緊急事態宣言や蔓延防止等重点措置で営業時短要請を受けた地域で、飲み会が開けなくなった人達が街中の路上や公園の空き地で一杯やる光景が増えているらしい。サクラの季節は過ぎたが、花見ですら締め出された人が探し出した場所で飲んでいる姿を想像すると、ヘビースモーカー時代だった私の「隠れ喫煙」場所を求めて吸っていた姿と重なって来る。


自治体の要請に応えて真面目に飲み屋や料理店から締め出されて路上に居場所を求める人達は、要請を無視して深夜まで集団で飲み会を続けた2000人を超える大阪の公務員に比べて気の毒な気持ちにすらなる。


長期化する自粛に飽き、お互いに集まって一杯やりたい気持ちは痛い程理解出来る。誰に煩わされることなく飲み会が開けて友人達と楽しい時間が持てた経験者として、路上飲みに走りたい気持ちは非難出来ない。しかし、「路上のみ(ハ)イリスク」(4月30日毎日新聞夕刊)で「“外なら大丈夫”という見方が多いが、屋外でもマスクを外して話せば感染リスクがある」として、スーパーコンピュータ「富岳」を使って分析した理研などの研究チームの調査結果を報じている。


飲酒族には3つのグループがあると良く言われる。一つはミニスカートの若い美人に囲まれてバーやクラブで飲む「ムード派」、集まってガヤガヤと話ながら飲むのを「赤提灯派」、一人でチビチビやるのを好むのが「若山牧水派」というらしい。


私はどちらかと言えば「赤提灯派」なので、今問題になっている路上族に属する。それだけに彼らの気持ちは良く判る。

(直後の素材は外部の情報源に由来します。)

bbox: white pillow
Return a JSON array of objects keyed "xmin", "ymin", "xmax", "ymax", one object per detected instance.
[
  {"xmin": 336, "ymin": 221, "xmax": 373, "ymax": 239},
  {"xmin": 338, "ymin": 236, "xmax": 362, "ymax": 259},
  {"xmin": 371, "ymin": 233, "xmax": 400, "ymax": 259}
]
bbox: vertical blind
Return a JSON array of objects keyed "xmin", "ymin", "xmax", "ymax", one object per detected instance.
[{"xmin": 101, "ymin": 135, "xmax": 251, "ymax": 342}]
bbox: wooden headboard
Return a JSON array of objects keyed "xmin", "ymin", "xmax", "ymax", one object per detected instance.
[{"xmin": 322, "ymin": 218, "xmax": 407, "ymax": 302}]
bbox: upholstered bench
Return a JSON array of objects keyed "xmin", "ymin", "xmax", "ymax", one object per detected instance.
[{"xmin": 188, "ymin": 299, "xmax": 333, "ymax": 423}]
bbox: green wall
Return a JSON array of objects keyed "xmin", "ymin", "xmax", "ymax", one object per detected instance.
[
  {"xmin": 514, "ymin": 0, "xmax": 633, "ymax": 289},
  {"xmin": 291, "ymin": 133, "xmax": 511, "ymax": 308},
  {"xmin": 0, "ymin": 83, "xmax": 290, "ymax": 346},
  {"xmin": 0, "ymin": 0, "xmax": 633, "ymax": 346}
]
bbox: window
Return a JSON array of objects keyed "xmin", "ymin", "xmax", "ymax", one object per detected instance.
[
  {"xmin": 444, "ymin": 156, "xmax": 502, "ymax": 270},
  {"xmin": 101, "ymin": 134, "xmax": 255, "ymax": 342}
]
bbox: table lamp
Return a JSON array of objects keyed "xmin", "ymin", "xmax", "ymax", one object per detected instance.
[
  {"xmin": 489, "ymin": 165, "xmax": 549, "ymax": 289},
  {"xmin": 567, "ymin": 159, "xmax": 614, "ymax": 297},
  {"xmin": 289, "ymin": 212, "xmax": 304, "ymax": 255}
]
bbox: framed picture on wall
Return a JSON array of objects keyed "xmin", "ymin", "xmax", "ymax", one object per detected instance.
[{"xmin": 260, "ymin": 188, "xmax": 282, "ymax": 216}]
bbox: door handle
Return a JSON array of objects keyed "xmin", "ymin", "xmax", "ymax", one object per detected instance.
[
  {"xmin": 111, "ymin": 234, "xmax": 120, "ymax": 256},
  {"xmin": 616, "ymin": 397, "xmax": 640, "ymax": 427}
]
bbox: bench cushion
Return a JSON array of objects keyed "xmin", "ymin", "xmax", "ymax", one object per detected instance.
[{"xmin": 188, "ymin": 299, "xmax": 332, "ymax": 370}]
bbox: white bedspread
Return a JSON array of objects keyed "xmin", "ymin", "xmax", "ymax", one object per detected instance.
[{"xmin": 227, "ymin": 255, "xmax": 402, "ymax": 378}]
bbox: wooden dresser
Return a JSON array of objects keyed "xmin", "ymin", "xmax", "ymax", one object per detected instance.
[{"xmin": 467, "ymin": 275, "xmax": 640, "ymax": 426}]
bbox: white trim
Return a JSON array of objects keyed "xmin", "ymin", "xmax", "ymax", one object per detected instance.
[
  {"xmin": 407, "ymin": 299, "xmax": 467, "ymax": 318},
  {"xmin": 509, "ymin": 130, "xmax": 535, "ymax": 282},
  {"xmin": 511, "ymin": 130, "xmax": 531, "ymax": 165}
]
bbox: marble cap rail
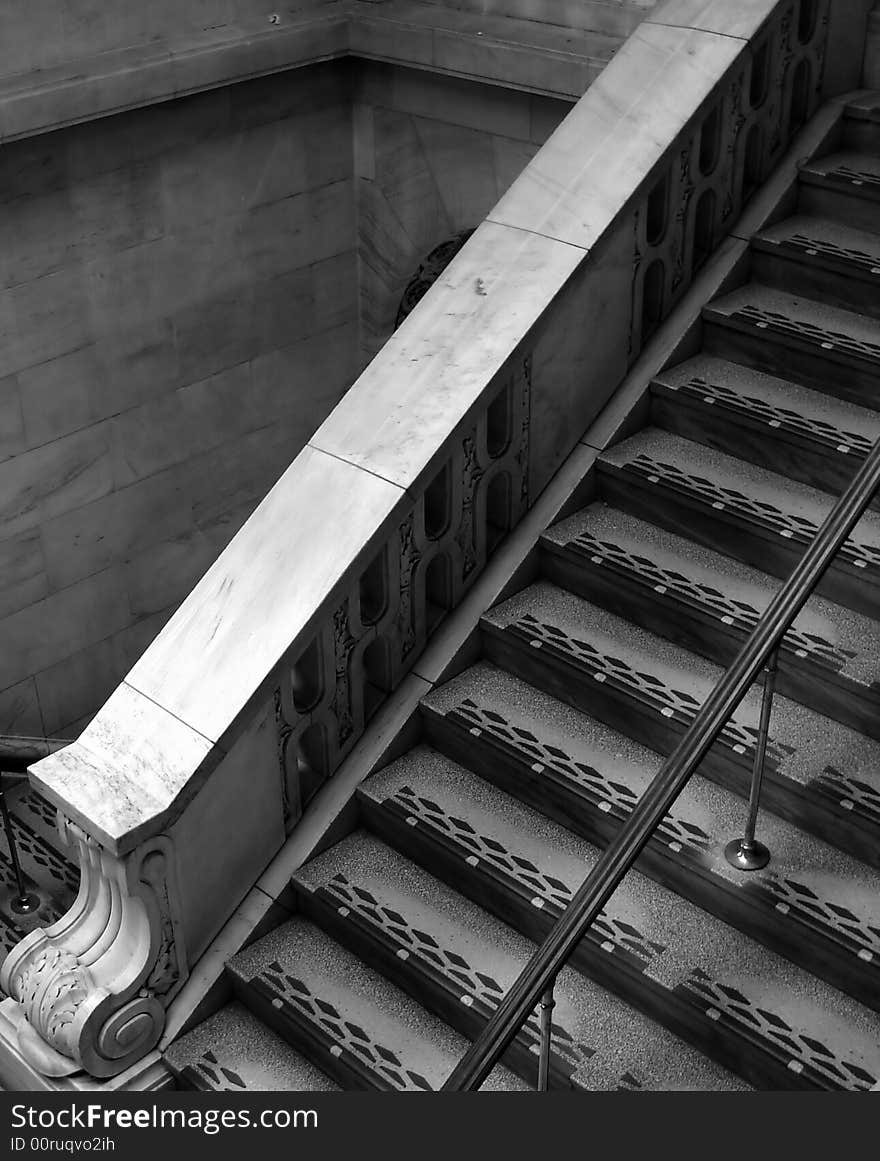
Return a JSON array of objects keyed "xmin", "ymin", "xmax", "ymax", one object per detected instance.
[{"xmin": 0, "ymin": 0, "xmax": 868, "ymax": 1080}]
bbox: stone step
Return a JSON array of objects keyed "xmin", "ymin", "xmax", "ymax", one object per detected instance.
[
  {"xmin": 226, "ymin": 917, "xmax": 529, "ymax": 1093},
  {"xmin": 651, "ymin": 354, "xmax": 880, "ymax": 509},
  {"xmin": 597, "ymin": 427, "xmax": 880, "ymax": 618},
  {"xmin": 841, "ymin": 92, "xmax": 880, "ymax": 157},
  {"xmin": 541, "ymin": 502, "xmax": 880, "ymax": 738},
  {"xmin": 0, "ymin": 779, "xmax": 79, "ymax": 970},
  {"xmin": 164, "ymin": 1001, "xmax": 339, "ymax": 1093},
  {"xmin": 702, "ymin": 282, "xmax": 880, "ymax": 406},
  {"xmin": 423, "ymin": 663, "xmax": 880, "ymax": 1008},
  {"xmin": 358, "ymin": 745, "xmax": 880, "ymax": 1090},
  {"xmin": 293, "ymin": 830, "xmax": 744, "ymax": 1091},
  {"xmin": 481, "ymin": 582, "xmax": 880, "ymax": 867},
  {"xmin": 798, "ymin": 149, "xmax": 880, "ymax": 231},
  {"xmin": 751, "ymin": 210, "xmax": 880, "ymax": 318}
]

しかし、コロナ禍で我が滋賀県から仲間が多い京都へ不要不急の訪問自粛を要請され、京都でも集会や飲み会が事実上の禁止下にあり巣籠が続いている。勢い「赤提灯派」がいつの間にか家で独酌の「若山牧水派」に変貌を遂げている。


牧水は「白玉の歯に沁みとおる秋の夜の酒は静かに飲むべかりけり」と詠んだ。秋の夜でなくても一人静かに飲むのは格別である。路上族も一度思い切って会社の終業後は夫々に一早く帰宅し、家で静かに飲む味を味わって見れば良い。酒は静かに飲むものだと悟ることが出来る筈である。